After four years of negotiations in Havana, a failed referendum in which the peace deal was rejected by a tiny margin of voters, and a string of last-second compromises, the agreement was finally ratified by congress and signed into effect late last year. The deal paves the way for the FARC’s disarmament and transition to a leftist political party which, if all goes as planned, will be a huge player in rural parts of the country such as this one where they have long exerted influence.
Bedoya and Krahmer want the rest of the country to be exposed to the struggles of those who live in forgotten corners of Colombia like this one, which many refer to simply as “the other Colombia.” Training local photographers – both civilians and FARC members who will reenter society – in community-based journalism and photography could help make this happen.

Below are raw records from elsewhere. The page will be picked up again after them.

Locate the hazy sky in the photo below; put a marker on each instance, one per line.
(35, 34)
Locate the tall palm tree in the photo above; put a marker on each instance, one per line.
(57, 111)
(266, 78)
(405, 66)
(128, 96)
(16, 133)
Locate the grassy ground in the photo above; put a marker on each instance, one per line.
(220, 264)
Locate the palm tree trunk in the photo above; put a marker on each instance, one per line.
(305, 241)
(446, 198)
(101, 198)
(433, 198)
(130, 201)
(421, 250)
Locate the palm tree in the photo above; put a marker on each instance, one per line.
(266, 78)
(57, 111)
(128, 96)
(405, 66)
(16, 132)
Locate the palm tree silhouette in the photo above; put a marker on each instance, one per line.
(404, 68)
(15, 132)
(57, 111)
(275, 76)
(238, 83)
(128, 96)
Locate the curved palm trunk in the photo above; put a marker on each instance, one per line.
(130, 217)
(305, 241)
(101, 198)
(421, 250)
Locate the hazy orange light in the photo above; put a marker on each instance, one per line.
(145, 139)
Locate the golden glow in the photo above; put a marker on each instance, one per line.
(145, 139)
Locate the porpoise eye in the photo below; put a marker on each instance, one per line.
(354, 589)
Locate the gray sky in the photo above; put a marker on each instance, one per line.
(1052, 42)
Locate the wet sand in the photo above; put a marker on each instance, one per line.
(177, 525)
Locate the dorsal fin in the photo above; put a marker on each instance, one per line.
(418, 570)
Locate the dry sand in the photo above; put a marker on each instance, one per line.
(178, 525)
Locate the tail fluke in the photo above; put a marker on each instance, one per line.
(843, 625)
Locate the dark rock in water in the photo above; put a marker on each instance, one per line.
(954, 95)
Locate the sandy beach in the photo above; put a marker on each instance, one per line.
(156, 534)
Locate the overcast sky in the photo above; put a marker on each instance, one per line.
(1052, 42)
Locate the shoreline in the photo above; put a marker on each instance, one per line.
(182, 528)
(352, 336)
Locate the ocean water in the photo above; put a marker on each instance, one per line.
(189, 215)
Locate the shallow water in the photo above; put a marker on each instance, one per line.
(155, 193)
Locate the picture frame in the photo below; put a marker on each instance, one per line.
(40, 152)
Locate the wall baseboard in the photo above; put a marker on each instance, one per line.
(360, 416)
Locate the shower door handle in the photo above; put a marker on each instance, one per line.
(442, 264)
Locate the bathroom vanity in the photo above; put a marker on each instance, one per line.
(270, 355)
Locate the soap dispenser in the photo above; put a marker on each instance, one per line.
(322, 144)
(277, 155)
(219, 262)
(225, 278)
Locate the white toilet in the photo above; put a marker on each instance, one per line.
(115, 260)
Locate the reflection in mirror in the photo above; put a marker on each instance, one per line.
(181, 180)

The workshops begin with an open question to the participants: Why do you want to learn photography?
“My interest is to be able to show problems that are happening around us,” says Danilo, a member of the 18th Front.
Maritza, also from the 18th, agrees. “We can’t always get all of our information from others. We have to show people our reality.”
The FARC are all too familiar with seeing what they consider to be a distorted reflection of their reality in Colombia’s media. Though they live among mountains and jungles in the most isolated regions of the country, they are actually quite well connected to the outside world by means of satellite internet and television access.
Each night at seven p.m., the rebels of the 18th Front come together to watch the news. Frequently, the programs touch on current events related to the FARC and the peace process – and from the perspectives of the rebels, the reports are often highly misconstrued, if not entirely false.
The work of the participants in the photography workshops, on the other hand, shows life of the FARC from the perspectives of the rebels themselves. Much of their work seems to reveal a feeling of nostalgia for the way of life inside this rebel army that will soon be history, in spite of the variety of subjects in the photos.
Though the vast majority of the FARC’s guerrillas look to this transition as a positive one, they are aware of the challenges that face them. They will finally have the opportunity to try to reconnect with family members, but they also must learn how to operate in a polarized society that, in many cases, may be hesitant to receive them.
In the center of the camp’s common area is a poster decorated with images of lions, a potent FARC symbol, and photos of the 18th Front’s fighters. In the center, the poster reads, “Until the lions have their own historians, the tales of hunting will continue to glorify the hunter.”
The workshop’s participants intend to go on to be the historians of their people and community. After all, a healthy history is built on dialogue, not a one-sided story.
On June 27, 2017, the FARC officially relinquished the last of their weapons to the United Nations, effectively becoming an unarmed organization. Soon, these ex-combatants will return to the communities they left years ago. After 52 years of armed conflict, the members of the FARC will finally share their experiences with the world.